Use your computer's firewall protection feature, which is a digitally created barrier that prevents hackers from getting into your computer system. Always keep it turned on.
Encrypt important data you don't want compromised. Utilize encryption software, which "garbles" your data to make it unintelligible to anyone who tries to hack into your computer system.
Be wary of providing personal information via a website you know nothing about, especially those that ask for your name, mailing address, bank account number or social security number.
Make sure that you do online shopping on a secure website, like those with a URL that starts with "https" and/or have a TRUSTe or VeriSign seal. If you don't see these anywhere on the site, you run the risk of submitting credit card information and other personal information to a site that may be a fraud.
Avoid getting taken in by common scams, such as foreign lotteries, phony sweepstakes and similar methods used by cyber criminals to get your personal information and money.
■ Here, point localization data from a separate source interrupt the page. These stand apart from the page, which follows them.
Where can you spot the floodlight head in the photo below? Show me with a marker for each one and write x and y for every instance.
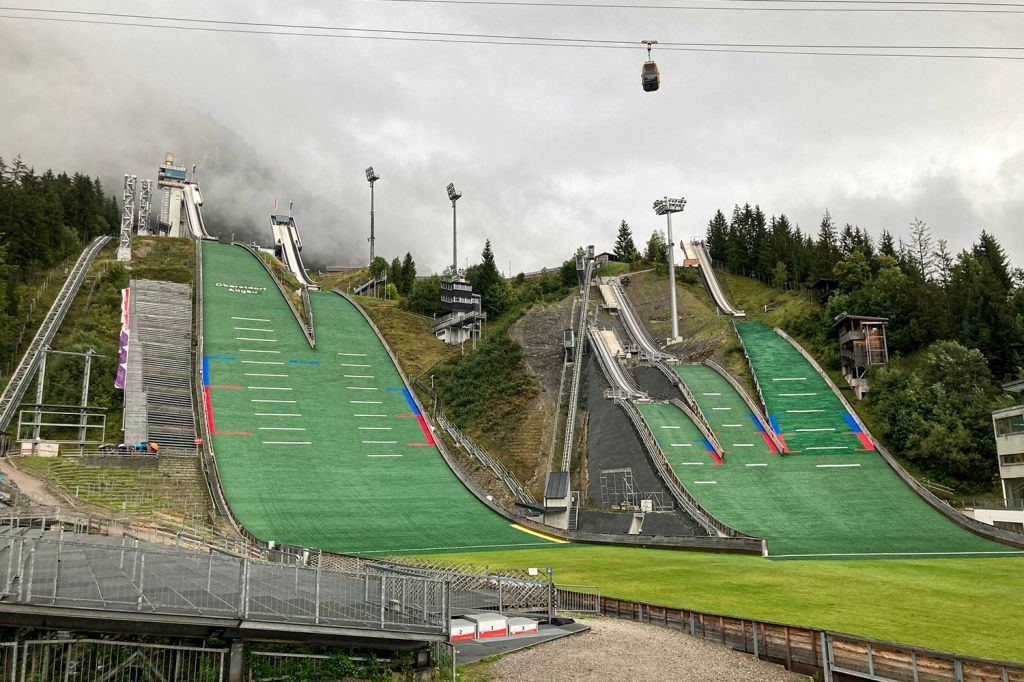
(453, 195)
(663, 206)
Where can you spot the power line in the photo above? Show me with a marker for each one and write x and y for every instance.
(267, 29)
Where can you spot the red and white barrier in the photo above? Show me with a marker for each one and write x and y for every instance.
(522, 627)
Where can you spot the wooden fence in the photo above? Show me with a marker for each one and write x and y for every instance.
(835, 656)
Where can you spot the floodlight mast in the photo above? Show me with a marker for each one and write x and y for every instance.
(454, 196)
(667, 207)
(372, 177)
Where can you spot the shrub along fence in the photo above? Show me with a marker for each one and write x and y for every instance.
(835, 656)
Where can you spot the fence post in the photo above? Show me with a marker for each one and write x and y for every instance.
(32, 572)
(826, 657)
(316, 594)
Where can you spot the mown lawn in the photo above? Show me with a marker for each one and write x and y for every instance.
(970, 606)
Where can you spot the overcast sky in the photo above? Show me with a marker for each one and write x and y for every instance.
(551, 146)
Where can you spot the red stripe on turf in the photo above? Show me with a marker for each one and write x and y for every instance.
(209, 408)
(426, 430)
(768, 441)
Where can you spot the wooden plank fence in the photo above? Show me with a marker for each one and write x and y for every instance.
(835, 656)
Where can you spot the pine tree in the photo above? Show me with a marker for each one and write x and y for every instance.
(825, 249)
(408, 273)
(717, 236)
(657, 249)
(394, 273)
(626, 250)
(921, 254)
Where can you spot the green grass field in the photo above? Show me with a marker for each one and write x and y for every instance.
(969, 606)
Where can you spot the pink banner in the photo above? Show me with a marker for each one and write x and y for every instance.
(119, 380)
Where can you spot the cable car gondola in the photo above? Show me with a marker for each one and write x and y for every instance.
(649, 76)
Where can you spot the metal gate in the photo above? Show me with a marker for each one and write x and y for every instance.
(578, 598)
(104, 661)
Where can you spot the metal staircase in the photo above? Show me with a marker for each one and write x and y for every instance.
(159, 377)
(19, 380)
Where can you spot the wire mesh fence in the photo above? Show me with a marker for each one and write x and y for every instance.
(119, 574)
(45, 661)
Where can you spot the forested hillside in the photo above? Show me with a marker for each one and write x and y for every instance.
(44, 218)
(955, 326)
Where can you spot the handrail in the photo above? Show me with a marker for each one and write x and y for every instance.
(638, 333)
(506, 476)
(705, 428)
(761, 417)
(696, 414)
(577, 371)
(943, 507)
(305, 331)
(750, 365)
(22, 376)
(707, 269)
(612, 371)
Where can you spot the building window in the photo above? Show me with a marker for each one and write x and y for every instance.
(1010, 425)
If it sounds too good to be true, it probably is.
Monitor the online activities of your children. They should only have access to a computer located in a central area of your home and you should regularly check all browser and email activity. A wise thing to do is to use parental control software that limits the types of sites the user can gain access to.
Things You'll Need
Caution in providing personal information
Avoidance of scams
Monitoring of your child's computer activities
Never allow strange or unfamiliar individuals to use your computer. If you think you or a family member have been the victim of cyber crime, contact he FBI and/or Better Business Bureau to report it.